Analysis: Enterprises are using virtualization technology from Microsoft, VMware and Citrix for servers, desktops, applications and storage. While virtualization saves money, it creates management headaches. Vendors ranging from BMC, CA, HP and IBM are building virtualization management tools, but more cross-platform capabilities are needed.IT
managers who are used to being praised for the huge equipment and
operational savings accrued from implementing server virtualization
solutions from VMware, Citrix
XenServer
and now Microsoft Hyper-V are facing the task of preserving these
savings with effective and efficient virtual machine management.
Between server, desktop, application and storage virtualization, IT
managers will face a growing threat of rising management costs unless
effective management and capacity planning tools are put in place, and
soon. VM sprawl—the creation of virtual machines without a life cycle
plan for ongoing utilization monitoring, configuration management
(including patch management), and an automated process for VM placement
according to physical host, business process and security policy
constraints—must be stopped at once.
Check out the eWEEK Labs review of Microsoft System Center Virtual Machine Manager 2008.

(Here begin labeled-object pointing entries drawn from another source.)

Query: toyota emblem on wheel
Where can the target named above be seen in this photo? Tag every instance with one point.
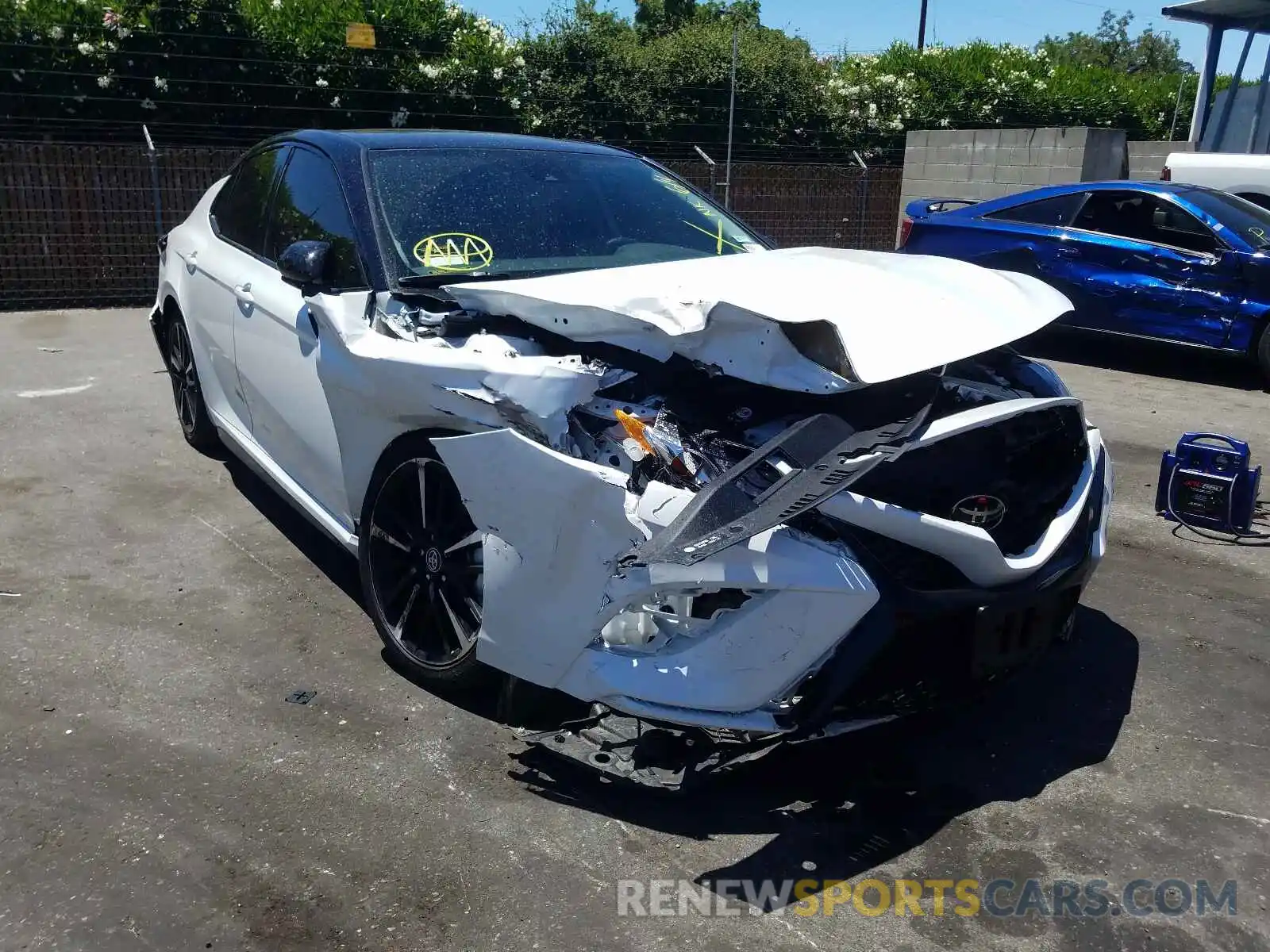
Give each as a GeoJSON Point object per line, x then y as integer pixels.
{"type": "Point", "coordinates": [984, 512]}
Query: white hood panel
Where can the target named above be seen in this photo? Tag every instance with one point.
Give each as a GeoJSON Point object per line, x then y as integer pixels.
{"type": "Point", "coordinates": [895, 314]}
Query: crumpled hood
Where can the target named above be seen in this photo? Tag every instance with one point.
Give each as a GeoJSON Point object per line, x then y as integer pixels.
{"type": "Point", "coordinates": [893, 314]}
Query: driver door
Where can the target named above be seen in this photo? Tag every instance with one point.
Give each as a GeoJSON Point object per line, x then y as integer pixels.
{"type": "Point", "coordinates": [279, 338]}
{"type": "Point", "coordinates": [1151, 268]}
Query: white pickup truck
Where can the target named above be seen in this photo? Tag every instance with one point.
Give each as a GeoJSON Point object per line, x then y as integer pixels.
{"type": "Point", "coordinates": [1241, 175]}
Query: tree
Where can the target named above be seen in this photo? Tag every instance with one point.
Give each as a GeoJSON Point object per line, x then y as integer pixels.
{"type": "Point", "coordinates": [1111, 48]}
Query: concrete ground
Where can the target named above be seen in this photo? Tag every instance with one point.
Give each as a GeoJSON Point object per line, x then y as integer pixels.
{"type": "Point", "coordinates": [156, 793]}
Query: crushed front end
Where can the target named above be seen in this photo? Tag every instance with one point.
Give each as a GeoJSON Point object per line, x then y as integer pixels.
{"type": "Point", "coordinates": [729, 507]}
{"type": "Point", "coordinates": [721, 566]}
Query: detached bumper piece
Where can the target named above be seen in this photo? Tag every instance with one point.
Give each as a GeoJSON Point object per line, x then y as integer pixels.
{"type": "Point", "coordinates": [647, 753]}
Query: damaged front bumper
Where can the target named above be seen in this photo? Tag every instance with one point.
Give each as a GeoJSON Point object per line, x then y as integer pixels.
{"type": "Point", "coordinates": [911, 651]}
{"type": "Point", "coordinates": [787, 634]}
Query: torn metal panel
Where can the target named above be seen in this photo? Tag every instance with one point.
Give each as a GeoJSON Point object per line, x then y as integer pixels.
{"type": "Point", "coordinates": [554, 527]}
{"type": "Point", "coordinates": [567, 543]}
{"type": "Point", "coordinates": [892, 315]}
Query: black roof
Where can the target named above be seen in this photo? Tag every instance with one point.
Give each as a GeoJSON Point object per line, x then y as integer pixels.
{"type": "Point", "coordinates": [348, 143]}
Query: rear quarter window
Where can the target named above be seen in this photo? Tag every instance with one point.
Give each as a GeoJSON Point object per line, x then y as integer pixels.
{"type": "Point", "coordinates": [1054, 213]}
{"type": "Point", "coordinates": [241, 209]}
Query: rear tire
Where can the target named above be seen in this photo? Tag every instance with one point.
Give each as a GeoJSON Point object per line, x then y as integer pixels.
{"type": "Point", "coordinates": [187, 393]}
{"type": "Point", "coordinates": [419, 556]}
{"type": "Point", "coordinates": [1261, 353]}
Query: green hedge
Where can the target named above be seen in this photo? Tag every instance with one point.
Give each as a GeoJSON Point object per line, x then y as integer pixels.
{"type": "Point", "coordinates": [211, 70]}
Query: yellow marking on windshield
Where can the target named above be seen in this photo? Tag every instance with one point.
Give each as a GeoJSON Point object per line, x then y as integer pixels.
{"type": "Point", "coordinates": [718, 235]}
{"type": "Point", "coordinates": [454, 251]}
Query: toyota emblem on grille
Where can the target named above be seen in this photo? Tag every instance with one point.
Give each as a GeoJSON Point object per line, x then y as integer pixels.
{"type": "Point", "coordinates": [984, 512]}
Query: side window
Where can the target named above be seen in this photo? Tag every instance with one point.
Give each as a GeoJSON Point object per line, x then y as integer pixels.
{"type": "Point", "coordinates": [241, 209]}
{"type": "Point", "coordinates": [1052, 213]}
{"type": "Point", "coordinates": [1138, 217]}
{"type": "Point", "coordinates": [310, 207]}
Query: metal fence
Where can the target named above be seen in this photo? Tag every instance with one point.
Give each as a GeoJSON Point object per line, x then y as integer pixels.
{"type": "Point", "coordinates": [78, 222]}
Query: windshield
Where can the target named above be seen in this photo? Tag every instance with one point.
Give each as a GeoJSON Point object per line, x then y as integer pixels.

If your organization creates VMs without at a life cycle plan, you are in immediate peril.
Currently installed tools from BMC Software, CA, Hewlett-Packard and
IBM/Tivoli aren’t yet ready for the next challenge IT managers face
when it comes to x86 server virtualization. And while the existing management tools
that prevailed in production environments in the age of one app/one
hardware server won’t do to manage dynamic virtual environments, we
have learned enough from these systems to understand what should be in
a cross-platform virtualization tool.